Asks for measurement, drone, washcloth... You should mutter at Waffle House. Then those beautiful wage slaves will bring you sustenance... and you best fucking consume. Give up your nasty jewelry... your fossil burning car... your children as success... your spouse as anyone worth spending time... your realizing the nothingness in your heart. Give it up. It's cool. Come under the jurisdiction of GODDAMN, and have a good time... One good time before the funeral industry makes its money...
Re: Abstract Feelings
Posted: Sat May 15, 2021 3:24 pm
by $harkToootth
sutarappa wrote:i've done. all the considerations. all the reconsiderations. still doing. that there mental buzz and/or radio station 24/7... No details ever stay in focus. What details? What are? Who is?

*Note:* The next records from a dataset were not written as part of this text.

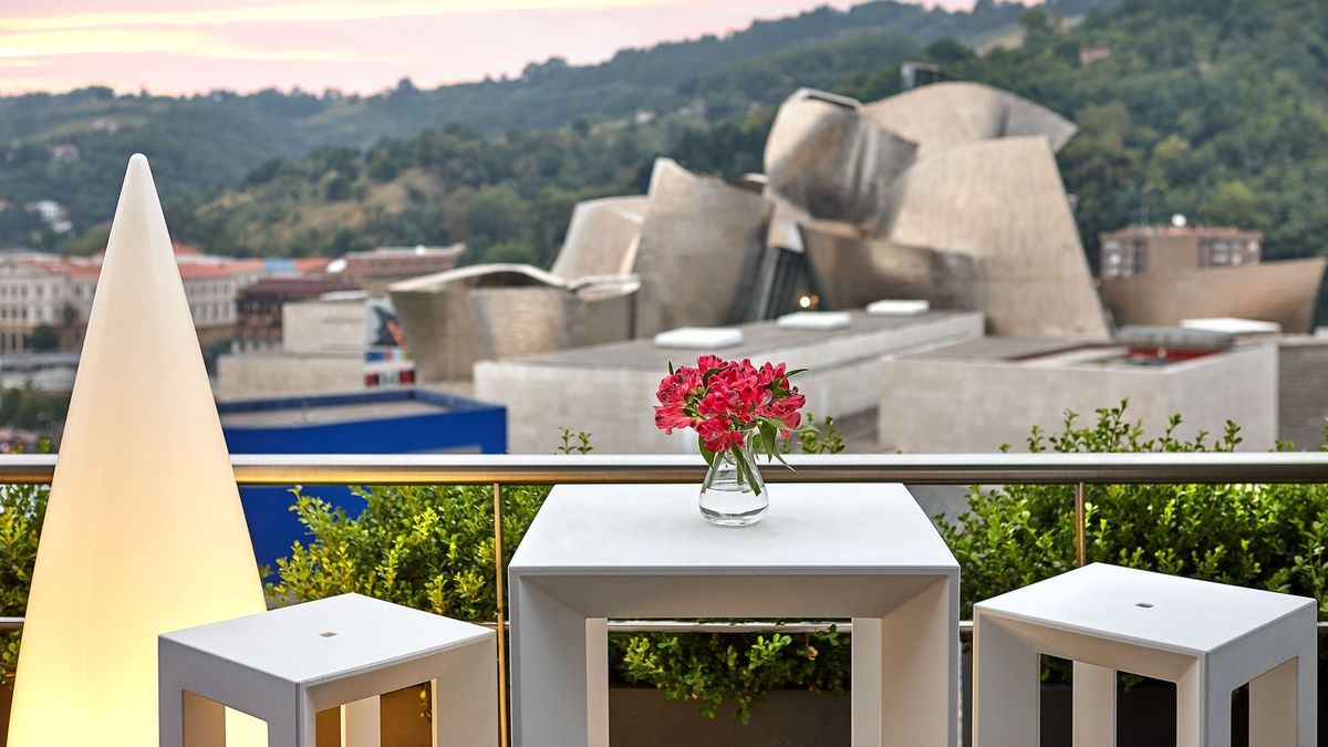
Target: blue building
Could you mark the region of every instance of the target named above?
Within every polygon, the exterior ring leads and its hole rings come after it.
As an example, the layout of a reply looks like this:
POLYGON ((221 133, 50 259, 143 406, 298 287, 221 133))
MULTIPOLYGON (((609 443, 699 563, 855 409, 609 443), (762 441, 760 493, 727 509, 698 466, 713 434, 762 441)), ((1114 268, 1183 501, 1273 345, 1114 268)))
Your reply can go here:
MULTIPOLYGON (((242 453, 503 453, 507 412, 467 399, 402 388, 345 395, 219 403, 232 455, 242 453)), ((290 486, 240 489, 244 518, 260 565, 276 569, 291 542, 307 541, 291 512, 290 486)), ((341 485, 305 489, 359 516, 364 501, 341 485)))

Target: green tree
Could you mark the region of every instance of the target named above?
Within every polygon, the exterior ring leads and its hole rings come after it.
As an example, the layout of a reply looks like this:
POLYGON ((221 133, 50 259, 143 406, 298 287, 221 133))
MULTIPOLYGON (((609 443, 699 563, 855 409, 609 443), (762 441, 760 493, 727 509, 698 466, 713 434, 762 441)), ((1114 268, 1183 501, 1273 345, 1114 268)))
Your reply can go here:
POLYGON ((1204 203, 1203 221, 1208 225, 1254 229, 1263 225, 1259 214, 1259 198, 1250 185, 1232 179, 1222 182, 1214 190, 1212 198, 1204 203))

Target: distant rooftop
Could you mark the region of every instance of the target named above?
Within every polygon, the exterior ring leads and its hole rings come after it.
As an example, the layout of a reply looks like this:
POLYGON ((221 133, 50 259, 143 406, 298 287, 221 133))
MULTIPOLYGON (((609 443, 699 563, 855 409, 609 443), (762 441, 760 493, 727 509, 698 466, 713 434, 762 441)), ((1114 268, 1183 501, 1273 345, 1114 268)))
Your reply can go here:
POLYGON ((1159 368, 1226 352, 1232 336, 1179 327, 1127 327, 1116 340, 980 338, 919 354, 956 363, 1045 368, 1159 368))
POLYGON ((1259 241, 1260 231, 1247 231, 1231 226, 1126 226, 1114 231, 1106 231, 1102 239, 1133 239, 1151 237, 1199 237, 1199 238, 1238 238, 1242 241, 1259 241))
POLYGON ((850 311, 850 323, 841 330, 790 330, 776 322, 741 324, 742 343, 724 350, 657 347, 649 339, 625 340, 602 346, 568 348, 527 358, 514 359, 521 363, 547 366, 574 366, 590 368, 647 368, 663 371, 672 362, 684 364, 695 362, 708 352, 725 359, 768 356, 772 351, 821 343, 830 339, 845 339, 857 335, 880 332, 884 330, 907 330, 943 318, 972 314, 964 311, 932 311, 916 316, 872 316, 865 311, 850 311))

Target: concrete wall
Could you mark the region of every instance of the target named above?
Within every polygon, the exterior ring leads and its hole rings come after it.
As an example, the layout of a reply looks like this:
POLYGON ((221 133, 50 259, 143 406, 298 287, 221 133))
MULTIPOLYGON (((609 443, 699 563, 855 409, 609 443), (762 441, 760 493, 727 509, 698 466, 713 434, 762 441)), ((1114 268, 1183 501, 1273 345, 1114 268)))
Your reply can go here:
POLYGON ((1183 439, 1199 429, 1220 435, 1227 420, 1242 428, 1242 449, 1262 451, 1278 433, 1278 355, 1250 344, 1165 368, 1062 367, 1038 362, 904 358, 884 364, 878 441, 882 451, 1025 451, 1029 428, 1062 429, 1065 411, 1080 424, 1094 411, 1129 399, 1126 415, 1158 435, 1173 413, 1183 439))
POLYGON ((305 300, 282 306, 282 347, 292 354, 361 354, 363 300, 305 300))
POLYGON ((1283 338, 1278 351, 1278 436, 1316 449, 1328 417, 1328 338, 1283 338))
MULTIPOLYGON (((980 314, 940 315, 904 327, 827 335, 815 344, 762 351, 756 363, 782 360, 790 368, 809 368, 794 379, 807 396, 806 409, 842 416, 875 407, 882 355, 971 340, 981 335, 981 327, 980 314)), ((539 358, 475 364, 474 397, 507 408, 513 453, 552 452, 560 427, 588 431, 596 451, 606 453, 696 453, 693 433, 665 436, 655 428, 655 392, 667 371, 596 367, 594 355, 594 348, 586 348, 586 363, 578 364, 539 358)))
POLYGON ((251 352, 223 355, 216 359, 216 397, 222 400, 351 392, 363 388, 363 352, 347 355, 251 352))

Asks for measurement, drone, washcloth... You should mutter at Waffle House. Then those beautiful wage slaves will bring you sustenance... and you best fucking consume. Give up your nasty jewelry... your fossil burning car... your children as success... your spouse as anyone worth spending time... your realizing the nothingness in your heart. Give it up. It's cool. Come under the jurisdiction of GODDAMN, and have a good time... One good time before the funeral industry makes its money...
This really resonated with me. Thanks m8.
Re: Abstract Feelings
Posted: Sat May 15, 2021 6:09 pm
by sutarappa
$harkToootth wrote:
This really resonated with me. Thanks m8.
One small click for finger, a little larger clack for spirit.